Keys could just as well have been at a Las Vegas piano bar, which is anyway about right for the Super Bowl. Shots over the gleaming white piano—that naff veneer being the very symbol of suburban bad taste and therefore perfectly calibrated to this national celebration—to the singer were intercut with soldiers in camo crammed into the frame from Camp Courage in Afghanistan. The troops’ downcast eyes made it appear as if they were looking right down Keys polished décolletage.
The most unforgettably chilling moment came just before the national anthem when Jennifer Hudson sang America the Beautiful and was backed up by children from the Sandy Hook Elementary School in Newtown, Connecticut. The first thing I thought of was the scenes of Saddam Hussein presenting American hostages to the world cameras. Here was America taking its own kids hostage in an attempt to assure the nation and the world that not even a senseless and preventable massacre could dampen the irrepressible American spirit nor curb its endemic insanity about guns.
Even for all their apparent elation at being on the world stage, the kids must have known that they had been kidnapped into a world of propagandistic illusion. Hudson had a microphone and may or may not have been “live” in the quaint conventional sense of the word, long since irrelevant to mass nationalistic spectacles. But the kids had no mikes and their mouths made it still clearer that had either been pre-recorded or overdubbed by another kiddy choir.
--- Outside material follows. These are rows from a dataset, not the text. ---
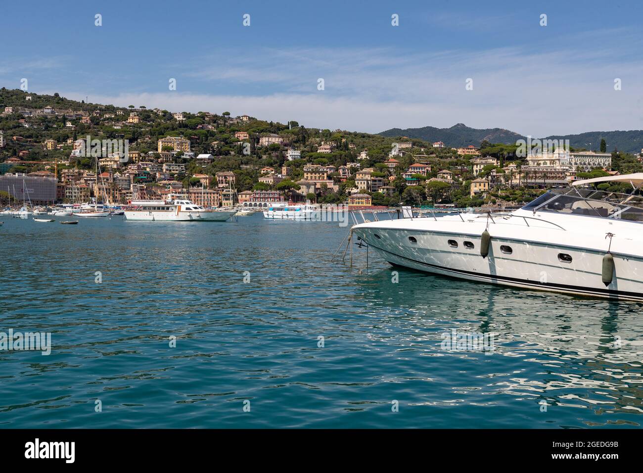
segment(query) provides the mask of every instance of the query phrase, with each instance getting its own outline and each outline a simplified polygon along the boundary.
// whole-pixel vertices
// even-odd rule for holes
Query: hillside
[[[547,139],[569,140],[569,144],[573,148],[586,148],[596,151],[601,144],[601,138],[605,138],[607,151],[639,153],[643,148],[643,130],[629,130],[615,131],[588,131],[580,134],[552,135]]]
[[[490,143],[514,144],[516,140],[525,138],[521,134],[503,128],[478,129],[467,127],[462,123],[454,125],[450,128],[423,127],[422,128],[408,128],[404,130],[399,128],[392,128],[390,130],[381,132],[379,134],[390,138],[408,136],[409,138],[424,140],[430,143],[441,141],[444,142],[447,146],[453,147],[466,147],[469,145],[480,146],[480,142],[484,140]]]
[[[502,128],[486,128],[479,129],[471,128],[461,123],[450,128],[436,128],[435,127],[422,127],[422,128],[392,128],[383,131],[379,134],[383,136],[409,138],[424,140],[433,143],[444,142],[447,146],[459,147],[473,145],[479,146],[483,140],[490,143],[503,143],[515,144],[516,140],[526,139],[525,136]],[[608,151],[617,149],[626,153],[638,153],[643,148],[643,130],[614,131],[588,131],[579,134],[551,135],[545,139],[569,140],[570,145],[573,148],[590,147],[597,151],[601,143],[601,138],[605,138]],[[591,145],[590,144],[591,144]]]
This was a shocking first in the history of exploitation: the Super Bowl’s underage human shields were lip-syncing.
Ensnared in the alternate universe of state propaganda, they looked simultaneously thrilled and anesthetized. In their khakis white polo shirts they offered another striking contrast, this time to Hudson’s breasts swathed in form-fitting leather.
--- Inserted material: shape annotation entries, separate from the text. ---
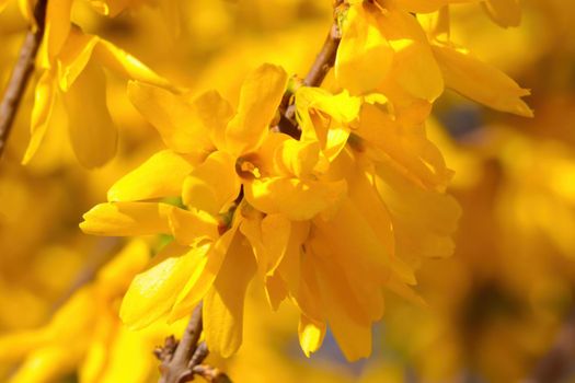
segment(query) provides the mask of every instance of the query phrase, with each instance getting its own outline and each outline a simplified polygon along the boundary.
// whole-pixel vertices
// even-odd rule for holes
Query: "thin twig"
[[[182,340],[174,345],[173,337],[169,337],[166,338],[163,350],[157,351],[157,356],[160,355],[163,359],[160,365],[160,372],[162,374],[159,381],[160,383],[184,383],[192,379],[194,374],[192,369],[194,365],[189,365],[189,361],[196,352],[202,328],[200,303],[194,309],[184,335],[182,336]],[[198,363],[203,361],[204,359]]]
[[[26,33],[19,59],[0,102],[0,156],[4,151],[26,85],[34,72],[34,61],[44,37],[47,3],[48,0],[37,0],[34,7],[36,28]]]
[[[337,23],[338,7],[344,3],[343,0],[334,1],[334,22],[330,27],[330,33],[323,43],[323,47],[315,57],[308,74],[301,82],[304,86],[320,86],[327,76],[327,72],[335,65],[335,58],[337,56],[337,48],[342,40],[342,34]],[[299,139],[301,131],[296,121],[296,105],[290,104],[292,102],[291,95],[284,97],[284,102],[280,105],[281,116],[277,124],[277,129],[286,135],[289,135],[296,139]]]

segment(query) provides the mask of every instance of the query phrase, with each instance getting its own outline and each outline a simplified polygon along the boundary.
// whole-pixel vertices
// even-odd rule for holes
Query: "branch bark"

When the color guard marched out to the fifty-yard line after this ugliest of America the Beautifuls I braced myself for the clap of blanks from the white Enfield rifles and the post-traumatic scatter of the Sandy Hook choir. But no blast of gunfire came. The violence inflicted on reason had already been too great.
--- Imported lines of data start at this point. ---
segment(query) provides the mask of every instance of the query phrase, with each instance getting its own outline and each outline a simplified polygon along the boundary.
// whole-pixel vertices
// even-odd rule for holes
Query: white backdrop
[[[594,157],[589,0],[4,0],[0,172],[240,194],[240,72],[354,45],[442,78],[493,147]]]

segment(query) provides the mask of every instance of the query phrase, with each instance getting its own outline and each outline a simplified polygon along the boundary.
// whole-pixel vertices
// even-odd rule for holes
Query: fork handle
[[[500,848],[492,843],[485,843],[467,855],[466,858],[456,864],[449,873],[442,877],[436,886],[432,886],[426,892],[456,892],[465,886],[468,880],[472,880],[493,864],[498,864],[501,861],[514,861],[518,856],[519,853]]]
For what were kids doing here in the first place? Clearly they had been called on to buttress the devastated reputation of a discredited country on the occasion of its chief cultural celebration. This is a country where high school footballers in Steubenville, Ohio video a rape and post it on YouTube. Football itself is a brutal sport whose crushing hits are now the subject of a massive lawsuit by former players suffering from serious brain trauma, with the NFL’s own ads during the Super Bowl claiming hypocritically to want to make their sport safer. And then there’s the winning team’s hero, Ray Lewis. He’s a maniac who spouts incoherent nonsense about being chosen by God and who himself plead guilty to obstruction of justice in a double murder case in which the white suit he was wearing that fateful night was never found. In the Super Sunday ritual itself, two halves of a blood sport are parsed by a Las Vegas adult floorshow. The Newtown kids might as well have been faking it at the opening act of a strip club with cage fighting.
The Super Bowl is a riot of sex and violence, propaganda and lies. That’s all to be expected and enjoyed, Budweiser in hand. But don’t be surprised that so many who watch it grow up to make war at home and abroad.